Once every month, the Department of Energy offers a public tour of Yucca Mountain, the once and future (perhaps) site of America's nuclear waste repository. At 7:30 a.m., our group has picked up our box lunches and boarded four tour buses headed for the remote site. It's an interesting collection of people. They all profess neutrality and insists they are just looking for facts.
"We should have gone nuclear 20 years ago," says Tom Lipiec, a film equipment manufacturer who has driven up for the day from Los Angeles. "We wouldn't be putting all this carbon dioxide in the atmosphere. We wouldn't be dependent on foreign oil either. We could have hydrogen cars by now."
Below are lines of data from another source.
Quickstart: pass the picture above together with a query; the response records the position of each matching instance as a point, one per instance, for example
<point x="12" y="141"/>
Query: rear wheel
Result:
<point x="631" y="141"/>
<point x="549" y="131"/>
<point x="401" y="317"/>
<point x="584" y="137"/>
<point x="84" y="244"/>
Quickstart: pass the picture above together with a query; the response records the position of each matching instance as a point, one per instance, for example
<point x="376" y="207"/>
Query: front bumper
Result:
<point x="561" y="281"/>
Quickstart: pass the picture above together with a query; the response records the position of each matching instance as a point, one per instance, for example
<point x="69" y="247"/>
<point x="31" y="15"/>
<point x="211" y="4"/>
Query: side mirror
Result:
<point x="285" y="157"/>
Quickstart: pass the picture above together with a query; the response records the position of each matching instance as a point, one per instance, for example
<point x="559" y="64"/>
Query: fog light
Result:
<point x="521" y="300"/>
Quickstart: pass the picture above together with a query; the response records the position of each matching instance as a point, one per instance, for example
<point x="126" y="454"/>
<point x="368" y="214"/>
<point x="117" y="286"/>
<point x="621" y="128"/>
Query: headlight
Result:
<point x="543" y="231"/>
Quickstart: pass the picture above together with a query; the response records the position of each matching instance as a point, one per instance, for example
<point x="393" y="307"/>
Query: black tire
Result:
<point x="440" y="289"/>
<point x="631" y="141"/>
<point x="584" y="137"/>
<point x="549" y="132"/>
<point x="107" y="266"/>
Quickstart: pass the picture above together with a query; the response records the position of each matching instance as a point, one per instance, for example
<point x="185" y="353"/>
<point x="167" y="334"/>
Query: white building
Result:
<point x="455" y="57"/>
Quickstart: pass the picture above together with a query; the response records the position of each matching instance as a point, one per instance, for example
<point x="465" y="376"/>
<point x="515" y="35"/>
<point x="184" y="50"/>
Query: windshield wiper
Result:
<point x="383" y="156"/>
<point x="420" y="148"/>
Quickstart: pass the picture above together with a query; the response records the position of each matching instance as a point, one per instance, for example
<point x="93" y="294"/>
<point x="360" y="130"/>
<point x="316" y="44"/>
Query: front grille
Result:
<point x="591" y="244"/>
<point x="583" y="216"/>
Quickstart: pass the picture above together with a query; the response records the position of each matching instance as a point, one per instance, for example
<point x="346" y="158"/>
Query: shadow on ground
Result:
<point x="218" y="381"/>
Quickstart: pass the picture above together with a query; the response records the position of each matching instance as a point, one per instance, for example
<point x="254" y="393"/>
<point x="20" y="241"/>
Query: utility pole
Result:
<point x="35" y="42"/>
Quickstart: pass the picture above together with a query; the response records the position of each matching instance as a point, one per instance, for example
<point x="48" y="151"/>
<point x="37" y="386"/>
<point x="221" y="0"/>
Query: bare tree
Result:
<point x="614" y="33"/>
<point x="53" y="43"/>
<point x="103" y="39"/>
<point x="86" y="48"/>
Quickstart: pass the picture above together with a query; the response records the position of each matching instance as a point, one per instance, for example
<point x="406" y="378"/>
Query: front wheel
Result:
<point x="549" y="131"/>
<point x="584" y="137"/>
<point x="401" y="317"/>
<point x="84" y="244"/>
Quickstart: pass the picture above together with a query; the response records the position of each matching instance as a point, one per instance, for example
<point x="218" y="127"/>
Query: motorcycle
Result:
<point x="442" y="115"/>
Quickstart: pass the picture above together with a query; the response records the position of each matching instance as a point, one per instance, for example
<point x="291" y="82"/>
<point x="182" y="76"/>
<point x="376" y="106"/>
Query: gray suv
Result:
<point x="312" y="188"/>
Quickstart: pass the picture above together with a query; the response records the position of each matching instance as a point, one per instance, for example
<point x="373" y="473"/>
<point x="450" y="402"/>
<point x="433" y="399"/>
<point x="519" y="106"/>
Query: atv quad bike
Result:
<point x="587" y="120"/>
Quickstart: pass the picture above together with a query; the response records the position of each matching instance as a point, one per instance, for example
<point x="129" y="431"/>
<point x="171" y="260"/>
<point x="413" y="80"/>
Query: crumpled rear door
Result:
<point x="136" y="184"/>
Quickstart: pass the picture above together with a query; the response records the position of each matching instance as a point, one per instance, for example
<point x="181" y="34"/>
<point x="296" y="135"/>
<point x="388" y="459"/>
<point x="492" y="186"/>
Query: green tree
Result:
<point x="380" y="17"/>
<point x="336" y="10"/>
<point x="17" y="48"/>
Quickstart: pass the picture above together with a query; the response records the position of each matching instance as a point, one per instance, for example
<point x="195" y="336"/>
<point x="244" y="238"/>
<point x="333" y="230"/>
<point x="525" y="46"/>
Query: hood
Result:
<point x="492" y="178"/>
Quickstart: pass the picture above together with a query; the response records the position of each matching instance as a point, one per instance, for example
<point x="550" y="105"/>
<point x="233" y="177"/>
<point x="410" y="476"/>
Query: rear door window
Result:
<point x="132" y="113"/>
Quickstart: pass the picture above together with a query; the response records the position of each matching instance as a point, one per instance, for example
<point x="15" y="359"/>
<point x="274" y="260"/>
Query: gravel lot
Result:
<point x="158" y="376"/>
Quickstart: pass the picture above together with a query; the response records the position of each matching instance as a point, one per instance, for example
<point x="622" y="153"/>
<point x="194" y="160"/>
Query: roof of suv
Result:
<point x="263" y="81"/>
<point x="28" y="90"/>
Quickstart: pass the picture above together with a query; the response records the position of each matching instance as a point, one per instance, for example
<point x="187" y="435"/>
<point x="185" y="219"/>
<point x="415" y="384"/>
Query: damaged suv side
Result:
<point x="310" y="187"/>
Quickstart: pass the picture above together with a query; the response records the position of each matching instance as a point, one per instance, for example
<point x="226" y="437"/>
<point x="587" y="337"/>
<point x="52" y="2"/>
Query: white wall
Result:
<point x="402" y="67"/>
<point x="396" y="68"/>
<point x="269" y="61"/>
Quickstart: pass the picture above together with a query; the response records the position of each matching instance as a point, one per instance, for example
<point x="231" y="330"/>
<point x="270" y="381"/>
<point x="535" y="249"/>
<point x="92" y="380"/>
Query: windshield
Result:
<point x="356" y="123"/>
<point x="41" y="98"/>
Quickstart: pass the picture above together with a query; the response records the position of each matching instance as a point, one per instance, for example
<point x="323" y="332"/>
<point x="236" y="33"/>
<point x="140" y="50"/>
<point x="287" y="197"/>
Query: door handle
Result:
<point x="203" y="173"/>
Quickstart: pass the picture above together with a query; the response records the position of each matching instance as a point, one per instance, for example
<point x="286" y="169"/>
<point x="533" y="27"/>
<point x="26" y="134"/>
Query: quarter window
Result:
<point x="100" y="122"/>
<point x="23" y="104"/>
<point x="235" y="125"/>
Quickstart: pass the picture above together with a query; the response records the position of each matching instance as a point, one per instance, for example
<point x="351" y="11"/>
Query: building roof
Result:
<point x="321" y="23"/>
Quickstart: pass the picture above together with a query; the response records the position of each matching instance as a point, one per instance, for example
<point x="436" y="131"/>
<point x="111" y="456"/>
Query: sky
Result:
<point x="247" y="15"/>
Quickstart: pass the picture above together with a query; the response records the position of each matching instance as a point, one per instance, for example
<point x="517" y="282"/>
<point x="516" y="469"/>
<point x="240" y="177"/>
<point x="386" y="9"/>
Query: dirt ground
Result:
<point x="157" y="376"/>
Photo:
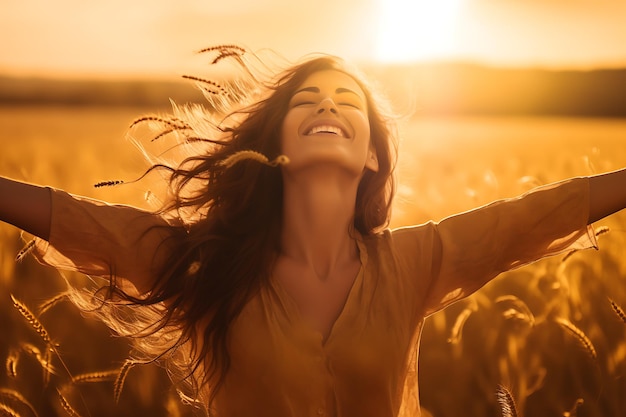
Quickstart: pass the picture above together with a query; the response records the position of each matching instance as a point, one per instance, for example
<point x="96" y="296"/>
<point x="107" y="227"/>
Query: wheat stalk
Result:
<point x="11" y="363"/>
<point x="95" y="376"/>
<point x="121" y="377"/>
<point x="32" y="320"/>
<point x="44" y="360"/>
<point x="580" y="335"/>
<point x="618" y="310"/>
<point x="506" y="401"/>
<point x="66" y="406"/>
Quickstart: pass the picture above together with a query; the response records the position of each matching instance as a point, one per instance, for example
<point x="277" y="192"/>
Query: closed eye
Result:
<point x="302" y="103"/>
<point x="354" y="106"/>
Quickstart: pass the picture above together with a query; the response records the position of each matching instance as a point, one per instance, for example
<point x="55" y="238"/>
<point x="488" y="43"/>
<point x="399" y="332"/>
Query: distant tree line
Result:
<point x="427" y="89"/>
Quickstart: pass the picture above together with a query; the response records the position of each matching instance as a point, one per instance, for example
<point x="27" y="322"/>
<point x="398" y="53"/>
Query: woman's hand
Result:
<point x="25" y="206"/>
<point x="607" y="194"/>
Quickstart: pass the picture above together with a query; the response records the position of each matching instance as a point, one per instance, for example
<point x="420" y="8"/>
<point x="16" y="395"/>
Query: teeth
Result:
<point x="326" y="129"/>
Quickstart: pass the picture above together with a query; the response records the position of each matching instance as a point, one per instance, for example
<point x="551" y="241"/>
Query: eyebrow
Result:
<point x="339" y="90"/>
If our group seems relatively unfazed by the idea of storing stainless steel canisters 1,500 feet underground as the price for resolving several major environmental and geopolitical dilemmas, we are an unrepresentative sampling. Almost everyone in Nevada is passionately opposed to the project. "I went to a public hearing a few months ago and it was awful," says my seatmate, Dick Telfer, an 83-year-old former science teacher. "Anybody who spoke in favor of it was shouted down."
At the foot of the ridge, we disembark and clamber into a fleet of minivans that takes us up a bumpy rock-strewn road to the summit. There a DOE geologist with a ponytail to his waist discourses passionately for 25 minutes on why the risks of any radiation escaping from the area bedrock are infinitesimally small. "We've found that small water deposits trapped in this rock haven't moved significantly for 10,000 years," he reports.
The reason Yucca Mountain is not moving forward at the moment is because last year environmentalists convinced a federal judge that the 10,000-year standard established by the EPA for radioactive emissions from the site was not adequate. The EPA has been ordered to prove emission will not exceed 360 millirems for the next one million years. There was no mention of how the court plans to monitor the results.
Our next stop is the north entrance to the five-mile "exploratory" tunnel that DOE drilled into the mountain between 1994 and 1997. The boring tool was a 100-yard-long freight-train-like vehicle fitted with a 25-foot-radius drill bit that had to be replaced almost every day. It now sits at the south entrance. "We're trying to sell it," says our guide. "Want to make an offer?"